When I plug in your RegEx into regex101.com I’m getting a syntax error, so maybe check there. (I’m not a RegEx pro by any means, many others here are very good with it though.) What do you intend for your RegEx to filter out?
I did notice that starting at your Number Filter node, you begin to append a new column to your dataset, instead of replacing the existing Document column as you did before. This is going to cause problems when you get to the Bag of Words because only some of the preprocessing steps will have been applied to the column that you end up selecting. Carefully go through your preprocessing nodes and make sure the replace column option is being applied consistently and correctly.
When it comes to labeling, do I have to label some of my tweets manually? Or can I for example use sentiment140 or Kaggle Airline Review dataset to train an ML model and then deploy this trained model with new tweets, which in this case are my tweets? I also see a lot of the examples are using the category to class node, is this necessary when working with supervised-learning?
If you don’t have labels for the individual tweets, one approach is to apply the positive and negative dictionaries to the documents, and then calculate a score based on how many positive versus negative words show up.
If you do have labels, then storing them in the document early using the Category in the Strings to Document node is useful, so you can pull them back out later with the Category to Class node prior to implementing your classification algorithm.

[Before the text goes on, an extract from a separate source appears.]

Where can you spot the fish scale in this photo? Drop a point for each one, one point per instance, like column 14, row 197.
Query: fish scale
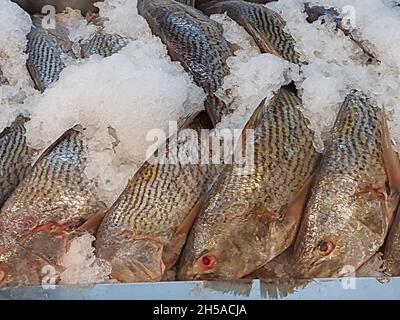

Thanks for the information @ScottF, it was very helpful. Is it also possible to use the Amazon Comprehend Sentiment Analysis Node, which labels the tweets into positive, negative, neutral and mixed sentiments and then implement classification algorithm?
Well, the Comprehend service is essentially doing the classification for you, so there would be no need to implement another classification model afterwards. Also, note that while the node itself is free, use of the Comprehend service is not.
Excuse me for asking so many questions, but can I train my model using tweets that are labeled from let’s say Comprehend service and then test with new unlabeled tweets with the same topic?
I also saw an example where the labeling process was handled by the Java Snippet node. The node was programmed to specify three different categories with relevant keywords for each category. Is it possible to label tweets in this way? Sorry in advance for asking many questions as I’m very new to ML and especially text processing.
I suppose it’s possible to use Comprehend in this way, I just don’t understand why you would want to. If you train a model in KNIME based on tweets labeled by Comprehend, you are building a model based on results of a model. Why not just Comprehend only?
On your question about labeling using Java Snippets, I’d have to see the example you’re talking about, but It sound fairly simplistic.
By definition, when using the unsupervised approach, you don’t have the ground truth for your data. As a result, the Scorer doesn’t having anything to work with, because it compares ground truth (in this case, sentiment labels) with model predictions to create the summary statistics.
If you are determined to calculate accuracy metrics, you may have to dedicate some time to manually labeling a subset of the tweets yourself. Sometimes that’s unavoidable.
Thanks again for the clarification. Could you help me regarding a problem in my workflow. I don’t understand why terms like “afghanistandisast” are not showing up correctly and is tagged with positive sentiment. I also have terms like “http” and square symbols which are included in the BOW. I have tried to use Regex filter, but without any luck. Almost each tweet is tagged with positive sentiment, which should be the opposite since most of the tweets are negative.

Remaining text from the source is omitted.